This morning I was alerted to both shard databases burning at 100%, which should never happen in a right-sized configuration. After some checking around, the problem appeared to be bots indexing this site. That's great, we like bots! But Sitecore wasn't identifying these visits for what they were, and began processing them as Users, to be collected into the xDB. Here's a quick guide to keep these bots that slipped past detection at bay.

Identifying the Issue

A part of routine maintenance will be to check the collection chain of analytics data, so I ran this all-to-familiar query in both shards, which gets us the most popular contacts in the shards, based on their number of visits:

SELECT TOP (100) ContactId, COUNT(ContactId) as Count 
FROM [xdb_collection].[Interactions] 
GROUP BY ContactId ORDER BY Count DESC

You can see the results show us one contact is really high:

I've covered this in the past, but anything that comes back with a high number like the first record is going to be an issue. I can use the Analytics Database Manager to drop these if I need to, but first I want to find out why they're there, and I can get that information from the Interactions table.

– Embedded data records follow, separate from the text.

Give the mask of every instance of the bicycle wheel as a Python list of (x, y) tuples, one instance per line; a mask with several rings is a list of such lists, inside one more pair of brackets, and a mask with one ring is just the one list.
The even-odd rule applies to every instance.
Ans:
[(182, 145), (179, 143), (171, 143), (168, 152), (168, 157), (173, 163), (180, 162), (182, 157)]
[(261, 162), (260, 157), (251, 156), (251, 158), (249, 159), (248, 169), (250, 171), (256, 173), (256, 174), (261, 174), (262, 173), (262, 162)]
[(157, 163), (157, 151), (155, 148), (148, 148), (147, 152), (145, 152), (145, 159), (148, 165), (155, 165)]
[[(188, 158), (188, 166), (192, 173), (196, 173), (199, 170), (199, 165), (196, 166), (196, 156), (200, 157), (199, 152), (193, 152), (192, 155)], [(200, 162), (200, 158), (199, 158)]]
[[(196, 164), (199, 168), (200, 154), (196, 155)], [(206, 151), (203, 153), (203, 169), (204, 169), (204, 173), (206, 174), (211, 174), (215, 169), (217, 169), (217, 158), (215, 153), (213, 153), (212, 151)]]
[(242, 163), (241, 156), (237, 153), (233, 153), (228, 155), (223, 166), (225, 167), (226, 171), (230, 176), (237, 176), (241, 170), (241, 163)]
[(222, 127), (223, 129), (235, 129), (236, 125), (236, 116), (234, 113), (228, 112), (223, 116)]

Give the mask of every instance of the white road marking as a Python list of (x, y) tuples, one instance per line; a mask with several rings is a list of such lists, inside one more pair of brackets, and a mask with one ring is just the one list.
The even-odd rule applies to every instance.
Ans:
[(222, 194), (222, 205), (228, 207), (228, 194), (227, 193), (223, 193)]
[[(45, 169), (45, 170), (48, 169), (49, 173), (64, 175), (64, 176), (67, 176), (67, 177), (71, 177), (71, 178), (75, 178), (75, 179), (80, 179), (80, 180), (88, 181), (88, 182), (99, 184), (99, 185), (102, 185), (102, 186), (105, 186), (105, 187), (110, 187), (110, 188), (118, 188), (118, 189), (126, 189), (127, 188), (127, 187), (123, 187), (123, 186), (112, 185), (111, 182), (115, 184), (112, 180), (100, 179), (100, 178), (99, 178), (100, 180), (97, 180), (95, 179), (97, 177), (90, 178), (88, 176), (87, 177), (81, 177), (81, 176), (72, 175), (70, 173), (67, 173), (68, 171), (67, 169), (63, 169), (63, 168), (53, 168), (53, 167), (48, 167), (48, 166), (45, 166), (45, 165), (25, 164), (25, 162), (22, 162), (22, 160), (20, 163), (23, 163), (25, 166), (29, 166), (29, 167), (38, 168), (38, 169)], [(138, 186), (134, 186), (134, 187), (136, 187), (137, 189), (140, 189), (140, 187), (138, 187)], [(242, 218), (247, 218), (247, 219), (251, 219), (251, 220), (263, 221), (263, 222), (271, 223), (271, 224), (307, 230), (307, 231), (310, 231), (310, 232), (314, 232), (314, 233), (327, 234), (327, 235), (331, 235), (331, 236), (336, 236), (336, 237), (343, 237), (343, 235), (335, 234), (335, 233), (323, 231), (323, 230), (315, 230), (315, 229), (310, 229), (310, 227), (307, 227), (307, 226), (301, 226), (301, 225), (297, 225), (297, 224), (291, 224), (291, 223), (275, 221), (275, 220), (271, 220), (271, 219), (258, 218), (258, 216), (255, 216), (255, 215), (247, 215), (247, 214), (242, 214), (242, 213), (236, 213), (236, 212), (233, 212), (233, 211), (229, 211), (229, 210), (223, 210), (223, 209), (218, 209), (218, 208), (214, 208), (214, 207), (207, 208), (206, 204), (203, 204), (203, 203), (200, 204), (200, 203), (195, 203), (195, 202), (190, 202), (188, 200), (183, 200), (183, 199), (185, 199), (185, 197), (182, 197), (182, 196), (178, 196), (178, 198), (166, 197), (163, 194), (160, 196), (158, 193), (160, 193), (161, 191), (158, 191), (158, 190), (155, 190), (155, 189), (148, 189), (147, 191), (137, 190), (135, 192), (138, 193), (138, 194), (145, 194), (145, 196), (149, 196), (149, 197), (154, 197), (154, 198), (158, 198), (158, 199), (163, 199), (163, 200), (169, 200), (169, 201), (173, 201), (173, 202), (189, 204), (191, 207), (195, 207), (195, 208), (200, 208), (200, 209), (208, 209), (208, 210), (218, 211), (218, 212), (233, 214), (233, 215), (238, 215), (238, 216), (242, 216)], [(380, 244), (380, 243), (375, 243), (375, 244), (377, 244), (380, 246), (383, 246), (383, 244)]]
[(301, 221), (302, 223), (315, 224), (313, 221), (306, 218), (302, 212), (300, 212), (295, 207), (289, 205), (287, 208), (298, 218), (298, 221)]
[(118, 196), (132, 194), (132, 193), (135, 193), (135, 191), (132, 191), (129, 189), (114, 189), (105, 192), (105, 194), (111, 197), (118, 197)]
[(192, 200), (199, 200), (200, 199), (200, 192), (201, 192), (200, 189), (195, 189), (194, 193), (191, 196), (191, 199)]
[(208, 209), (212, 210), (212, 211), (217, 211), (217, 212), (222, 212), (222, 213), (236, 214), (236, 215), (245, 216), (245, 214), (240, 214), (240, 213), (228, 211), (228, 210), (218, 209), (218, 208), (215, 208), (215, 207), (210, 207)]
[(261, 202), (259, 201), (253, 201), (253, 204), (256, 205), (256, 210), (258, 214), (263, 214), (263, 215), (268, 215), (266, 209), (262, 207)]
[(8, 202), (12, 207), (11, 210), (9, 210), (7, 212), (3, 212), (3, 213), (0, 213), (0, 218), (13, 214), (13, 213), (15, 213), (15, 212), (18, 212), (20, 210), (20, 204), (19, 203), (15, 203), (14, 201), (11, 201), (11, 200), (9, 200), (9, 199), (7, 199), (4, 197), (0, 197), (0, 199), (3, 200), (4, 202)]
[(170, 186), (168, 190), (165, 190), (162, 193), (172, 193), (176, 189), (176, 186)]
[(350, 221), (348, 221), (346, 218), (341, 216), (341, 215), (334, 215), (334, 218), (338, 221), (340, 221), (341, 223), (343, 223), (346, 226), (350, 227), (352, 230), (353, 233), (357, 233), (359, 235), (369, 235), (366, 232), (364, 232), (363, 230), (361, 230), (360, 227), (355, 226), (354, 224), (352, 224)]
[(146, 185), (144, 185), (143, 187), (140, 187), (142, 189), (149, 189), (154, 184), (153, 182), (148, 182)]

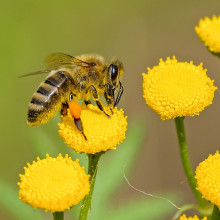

I'm going to check the User Agent for this Contact:

SELECT distinct UserAgent FROM [xdb_collection].[Interactions] 
where ContactId='DAF93EB4-DB66-0000-0000-06111A5A0899'

This query returns the following, which confirms this User Agent isn't part of Sitecore's out of the box excludedUserAgents value.

Mozilla/5.0 (compatible; bingbot/2.0; +http://www.bing.com/bingbot.htm)

Preventing Future Issues

You can patch the Sitecore.Analytics.ExcludeRobots.config file with the additional User Agent found above, and then run the database cleanup using the Analytics Database Manager, and the expensive shard operations will drop straight away.

<configuration>
  <sitecore>
    <analyticsExcludeRobots>
      <excludedUserAgents>
        Mozilla/5.0 (compatible; bingbot/2.0; +http://www.bing.com/bingbot.htm)       
      </excludedUserAgents>
    </analyticsExcludeRobots>
  </sitecore>
</configuration>

Before closing this off, let's see what you didn't catch this time around. Check the interactions table for further bots that just haven't caused a big stink yet, and add it to your patched config:

SELECT distinct UserAgent FROM [xdb_collection].[Interactions] where UserAgent like '%bot%'

I found a couple other ones from this query and dropped that in my next release, and sent the shards off on their merry way to collect real user data.